On 26.08.2022 10:29, Marek Szyprowski wrote:
> On 26.08.2022 09:53, Lukas Wunner wrote:
>> On Fri, Aug 26, 2022 at 09:41:46AM +0200, Marek Szyprowski wrote:
>>> On 26.08.2022 09:19, Lukas Wunner wrote:
>>>> On Fri, Aug 26, 2022 at 08:51:58AM +0200, Marek Szyprowski wrote:
>>>>> On 19.05.2022 23:22, Marek Szyprowski wrote:
>>>>>> On 19.05.2022 21:08, Lukas Wunner wrote:
>>>>>>> On Tue, May 17, 2022 at 12:18:45PM +0200, Marek Szyprowski wrote:
>>>>>>>> This patch landed in the recent linux next-20220516 as commit
>>>>>>>> 1ce8b37241ed ("usbnet: smsc95xx: Forward PHY interrupts to PHY
>>>>>>>> driver to
>>>>>>>> avoid polling"). Unfortunately it breaks smsc95xx usb ethernet
>>>>>>>> operation
>>>>>>>> after system suspend-resume cycle. On the Odroid XU3 board I 
>>>>>>>> got the
>>>>>>>> following warning in the kernel log:
>>>>>>>>
>>>>>>>> # time rtcwake -s10 -mmem
>>>>>>>> rtcwake: wakeup from "mem" using /dev/rtc0 at Tue May 17 
>>>>>>>> 09:16:07 2022
>>>>>>>> PM: suspend entry (deep)
>>>>>>>> Filesystems sync: 0.001 seconds
>>>>>>>> Freezing user space processes ... (elapsed 0.002 seconds) done.
>>>>>>>> OOM killer disabled.
>>>>>>>> Freezing remaining freezable tasks ... (elapsed 0.001 seconds) 
>>>>>>>> done.
>>>>>>>> printk: Suspending console(s) (use no_console_suspend to debug)
>>>>>>>> smsc95xx 4-1.1:1.0 eth0: entering SUSPEND2 mode
>>>>>>>> smsc95xx 4-1.1:1.0 eth0: Failed to read reg index 0x00000114: -113
>>>>>>>> smsc95xx 4-1.1:1.0 eth0: Error reading MII_ACCESS
>>>>>>>> smsc95xx 4-1.1:1.0 eth0: __smsc95xx_mdio_read: MII is busy
>>>>>>>> ------------[ cut here ]------------
>>>>>>>> WARNING: CPU: 2 PID: 73 at drivers/net/phy/phy.c:946
>>>>>>>> phy_state_machine+0x98/0x28c
>>>>>>> [...]
>>>>>>>> It looks that the driver's suspend/resume operations might need 
>>>>>>>> some
>>>>>>>> adjustments.

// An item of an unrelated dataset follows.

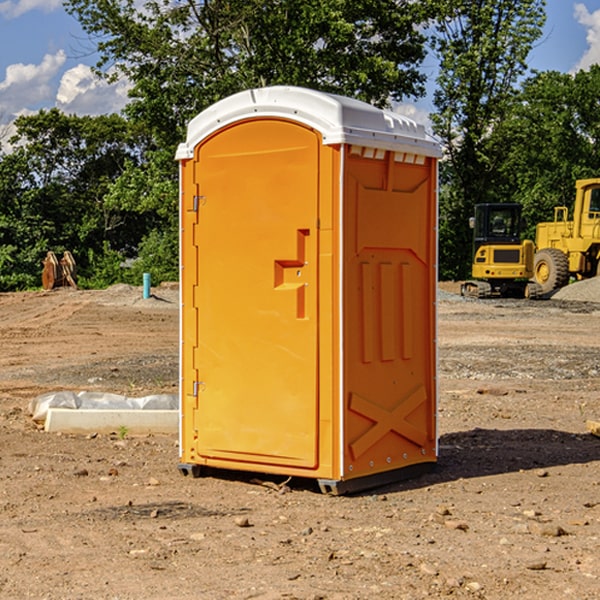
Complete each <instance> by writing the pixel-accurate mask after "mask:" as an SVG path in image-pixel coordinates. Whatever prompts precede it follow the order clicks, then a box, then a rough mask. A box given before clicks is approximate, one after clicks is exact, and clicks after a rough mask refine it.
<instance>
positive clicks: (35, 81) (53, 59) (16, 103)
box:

After the system suspend/resume cycle the driver 
>>>>>>>> is not
>>>>>>>> operational anymore. Reverting the $subject patch on top of linux
>>>>>>>> next-20220516 restores ethernet operation after system 
>>>>>>>> suspend/resume.
>>>>>>> Thanks a lot for the report. It seems the PHY is signaling a link
>>>>>>> change
>>>>>>> shortly before system sleep and by the time the phy_state_machine()
>>>>>>> worker
>>>>>>> gets around to handle it, the device has already been suspended 
>>>>>>> and thus
>>>>>>> refuses any further USB requests with -EHOSTUNREACH (-113):
>>>> [...]
>>>>>>> Assuming the above theory is correct, calling phy_stop_machine()
>>>>>>> after usbnet_suspend() would be sufficient to fix the issue.
>>>>>>> It cancels the phy_state_machine() worker.
>>>>>>>
>>>>>>> The small patch below does that. Could you give it a spin?
>>>>>> That's it. Your analysis is right and the patch fixes the issue. 
>>>>>> Thanks!
>>>>>>
>>>>>> Feel free to add:
>>>>>>
>>>>>> Reported-by: Marek Szyprowski <m.szyprowski@samsung.com>
>>>>>>
>>>>>> Tested-by: Marek Szyprowski <m.szyprowski@samsung.com>
>>>>> Gentle ping for the final patch...
>>>> Hm?  Actually this issue is supposed to be fixed by mainline commit
>>>> 1758bde2e4aa ("net: phy: Don't trigger state machine while in 
>>>> suspend").
>>>>
>>>> The initial fix attempt that you're replying to should not be 
>>>> necessary
>>>> with that commit.
>>>>
>>>> Are you still seeing issues even with 1758bde2e4aa applied?
>>>> Or are you maybe using a custom downstream tree which is missing 
>>>> that commit?
>>> On Linux next-20220825 I still get the following warning during
>>> suspend/resume cycle:
>>>
>>> ------------[ cut here ]------------
>>> WARNING: CPU: 0 PID: 1483 at drivers/net/phy/phy_device.c:323
>>> mdio_bus_phy_resume+0x10c/0x110
>>> Modules linked in: exynos_gsc s5p_jpeg s5p_mfc videobuf2_dma_contig
>>> v4l2_mem2mem videobuf2_memops videobuf2_v4l2 videobuf2_common videodev
>>> mc s5p_cec
>>> CPU: 0 PID: 1483 Comm: rtcwake Not tainted 6.0.0-rc2-next-20220825 
>>> #5482
>>> Hardware name: Samsung Exynos (Flattened Device Tree)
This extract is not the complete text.